Entre más se te confía, más pequeño debes aprender a hacerte.
Entre más se te confía, más pequeño debes aprender a hacerte.
El mundo dice lo contrario.
Más responsabilidad, más orgullo.
Más autoridad, más distancia.
Más reconocimiento, más ego.
Pero el Reino funciona diferente.
Jesús lo dejó claro.
Al que mucho se le dio, mucho se le exigirá. Lucas 12,48.
No dice “mucho se le admirará”.
Dice “mucho se le pedirá”.
Cuando Dios te confía personas, proyectos, influencia o liderazgo, no te está dando un trono. Te está entregando un lavatorio.
La última gran lección de Jesús antes de la cruz no fue un discurso brillante. Fue una toalla y agua. Juan 13,5.
El Maestro se arrodilló.
La verdadera grandeza no levanta la voz.
Se inclina.
Entre más se te confía, más debes cuidar el corazón.

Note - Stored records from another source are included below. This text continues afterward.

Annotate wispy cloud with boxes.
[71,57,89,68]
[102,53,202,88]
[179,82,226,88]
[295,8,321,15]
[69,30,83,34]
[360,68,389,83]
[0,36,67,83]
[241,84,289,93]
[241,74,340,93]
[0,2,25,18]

Porque el poder puede inflar.
Pero el servicio purifica.
La humildad no es pensar menos de ti.
Es pensar menos en ti.
Si te confían una familia, sirve con paciencia.
Si te confían un equipo, escucha antes de mandar.
Si te confían un ministerio, recuerda que no es tuyo. Es de Dios.
La confianza es un préstamo divino.
No es propiedad personal.
El orgullo dice: “Mírenme”.
La humildad dice: “Aquí estoy para ustedes”.
Y algo hermoso sucede cuando eliges servir.
Tu autoridad crece sin que la impongas.
Tu influencia se fortalece sin que la exijas.
Tu liderazgo se vuelve creíble.
Porque la gente no sigue títulos.
Sigue corazones.
Hay un peligro silencioso cuando todo empieza a salir bien.
Creer que lo lograste solo.
Creer que eres indispensable.
Creer que ya no necesitas consejo.
Ahí es cuando el alma se enfría.
Pero cuando recuerdas que todo es gracia, tu corazón se mantiene ligero.
Agradecido.
Disponible.
El árbol que más fruto da es el que más se inclina.
Si hoy sientes que Dios te ha confiado más, no te engrandezcas.
Arrodíllate.
Sirve.
Ama.
Porque al final, el liderazgo más alto siempre pasa por el suelo.
Y cuando llegue el día de rendir cuentas, no te preguntarán cuántos te obedecieron.
Te preguntarán cuánto amaste.
Entre más se te confía, más humilde debes ser.
Y cuanto más sirvas, más te parecerás a Cristo.